When Christ calls a man, he bids him come and die. Come and die.
When Jesus taught about the present reality of the Kingdom of Heaven here on earth he often used parables that began with the phrase “You have heard it said…. but I say…” Using this structure, Jesus acknowledged existing worldviews, laws, and practices but called his followers forward to something more - a new understanding of God. And there is such wisdom and beauty in the parables. “You have heard that it was said, ‘You shall love your neighbor and hate your enemy. ’But I say to you, Love your enemies and pray for those who persecute you…” (Mat. 5:43-44) This call, among many others, is still as relevant for us today as it was in the First Century. But while each parable teaches a different lesson, the structure of the parables is the same. The common, repeated element in Jesus’ message is a calling forward into something new. “You have heard it said… but I say…” We have centered the specific lessons because they’re radical, dramatic, demonstrations of God’s love for the world, but perhaps we’ve too often ignored the transformative call forward that is repeated in each and every story. We’ve planted a flag in the lessons as things to defend, rather than allowing God to continue to bring new life out of that which we already know. Faith is not trusting in what we have heard but in Christ himself.

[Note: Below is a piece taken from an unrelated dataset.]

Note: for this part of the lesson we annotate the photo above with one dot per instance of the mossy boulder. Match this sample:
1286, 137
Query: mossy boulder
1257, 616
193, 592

God isn’t calling me to dig in my heels and defend the hill where I planted a flag long ago. God calls me down off the hill to come and die. God calls me to lace up my shoes each morning, and head out knowing that when I get back I might need help up the stairs. I might need a plastic non-slip mat in the shower. I might need a wheelchair. But God promises new life on the other side. God promises that in the letting go, in the dying, God will make all things new.
And so may the Jesus tradition be known for daily lacing up and letting go rather than a single stagnant perspective. May we be known for the journey and the cycle, dying to ourselves and our own certainty and being reborn in the Spirit’s movement wherever it may be. And may we be known for encouraging one another along the journey of dying and rising rather than yelling from our holy hills.